15/10/2013

Australia, un medico cattolico si oppone a un aborto selettivo: indagato

Una coppia indiana voleva abortire a 19 settimane perché sarebbe nata una bambina. Il medico si è rifiutato di indicare loro un collega non obiettore violando così la legge

Una gravidanza regolare, giunta alla 19esima settimana, con un solo “difetto”: quella che sarebbe venuta alla luce sarebbe stata una bambina. Intollerabile per una coppia indiana che vive a Malbourne e che invece voleva a tutti i costi un maschietto. A tutti i costi, appunto. Aborto selettivo compreso. Ma Mark Hobart, il medico al quale i due si rivolgono, dice di no. E si rifiuta anche di indirizzare la coppia ad un non dottore non obiettore, come prevede la legge australiana. «Non ne conosco  – ha detto ai due – non conosco nessun collega che farebbe abortire qualcuno solo per una questione di genere. Non è giusto».  Affermazioni che non sono piaciute all’ordine dei Medici australiani e all’Australian Health Practtioner Regulation Agency che hanno aperto un’indagine nei suoi confronti. Hobart, 55enne con una carriera di 27 anni alle spalle, adesso rischia di essere sospeso e di perdere il lavoro.

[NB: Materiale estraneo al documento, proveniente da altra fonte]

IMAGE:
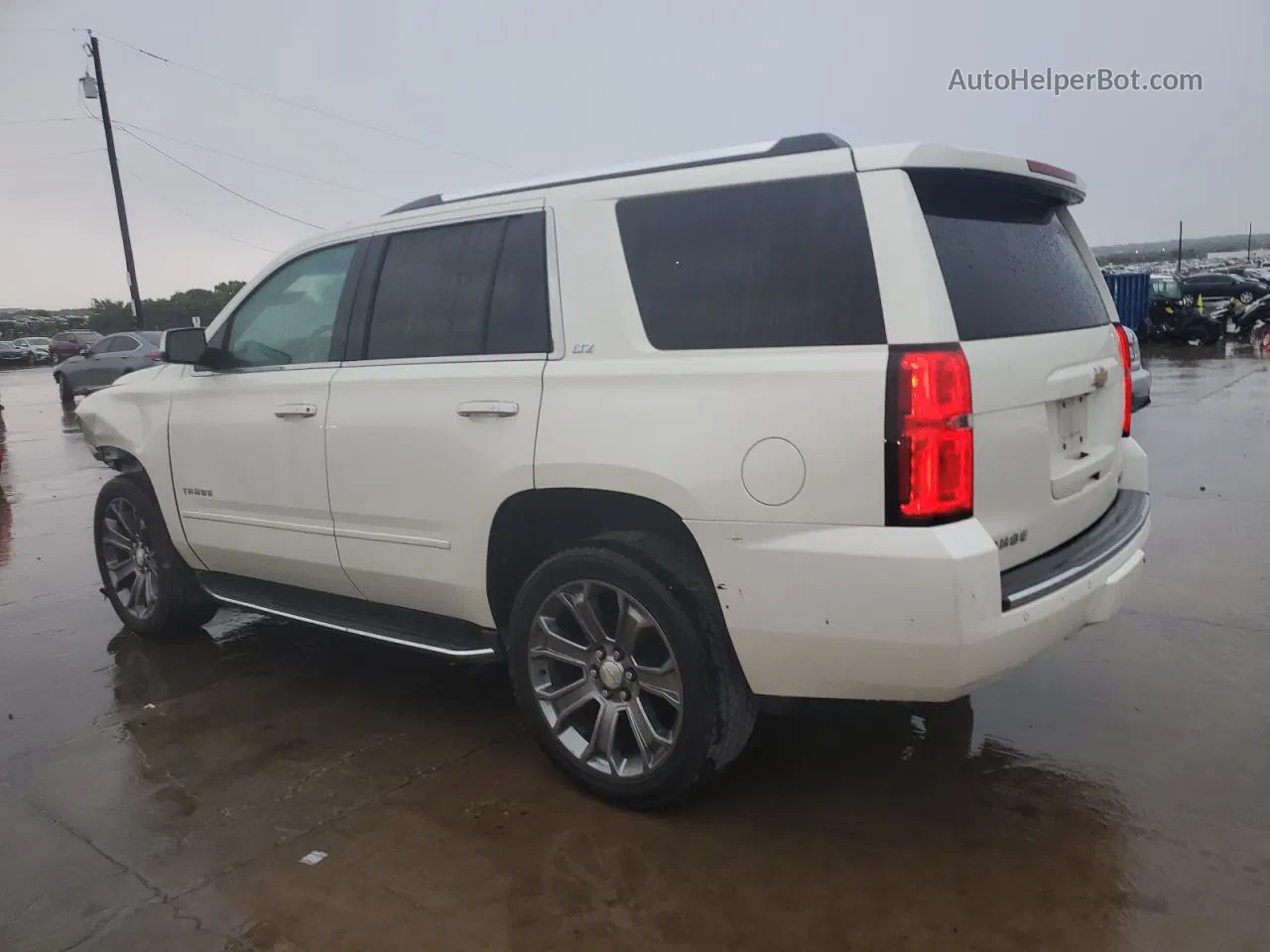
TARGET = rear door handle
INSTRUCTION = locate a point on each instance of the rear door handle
(488, 408)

La legge sull’aborto australiana, riformata nel 2008, non consente alle infermiere di rifiutare l’assistenza a chi sceglie l’interruzione di gravidanza e obbliga i medici obiettori a indicare alle coppie interessate all’aborto i colleghi non obiettori. La medesima legge permette le interruzioni di gravidanza fino alla 24esima settimana e, formalmente, non vieta neppure l’aborto selettivo.

Quando Hobart ha saputo che la coppia indiana era riuscita lo stesso a portare a termine l’aborto selettivo ha denunciato il fatto al Medical Board e ha rilasciato un’intervista. «Non c’era nessuna ragione medica  – ha dichiarato Hobart ai media australiani – per eseguire quell’aborto. A volte mi chiedo se sto facendo la cosa giusta – ha proseguito– ma poi mi rispondo che è semplicemente ingiusto obbedire a questa legge. Sono cattolico, ma anche  la ragione e la logica mi conducono a questa conclusione».